The idea behind the crossover and evolution strategy is to introduce new individuals to the population by exchanging them when it becomes trapped in local optima and is unable to produce any new individuals. Moreover, the newly introduced individuals have undergone a certain number of evolution operations and do not affect the efficiency of subsequent updates with evolutionary processes.

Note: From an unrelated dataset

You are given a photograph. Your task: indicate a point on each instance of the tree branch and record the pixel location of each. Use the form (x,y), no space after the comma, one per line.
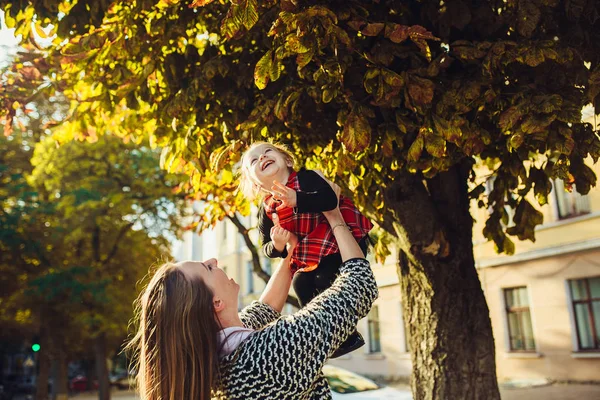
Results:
(256,267)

When initializing individuals in the quantum genetic algorithm, the probability amplitudes \(\alpha \) and \(\beta \) are usually set to \(\frac{1}{\sqrt{2}}\). In this paper, an improved algorithm sets the initial probability amplitudes as random numbers within the range of (0, 1), \(\alpha \) and \(\beta \) satisfy the normalization condition. This enhances the diversity of the initial population.

4.2 Dynamic rotation angle

The QGA evolves the quantum state of the current individual toward the quantum state of the optimal individual through quantum rotation gates. In classical quantum genetic algorithms, fixed rotation angles are used for updating. In earlier stages, too small rotation angles can affect the convergence rate. While in later stages, too large rotation angles may also miss the optimum solution.

To address the above-mentioned problem, a dynamic rotation angle strategy is proposed: the size of the rotation angle that determines the convergence rate is determined by the fitness values of the current individual and the optimum individual. In the early stages, when there is a large difference between the fitness values of the two individuals, the rotation angle should be increased to accelerate the individual's convergence to the optimal solution; in the later stage, there is a small difference in fitness between the two, the rotation angle should be decreased to prevent excessive rotation and miss the optimal solution.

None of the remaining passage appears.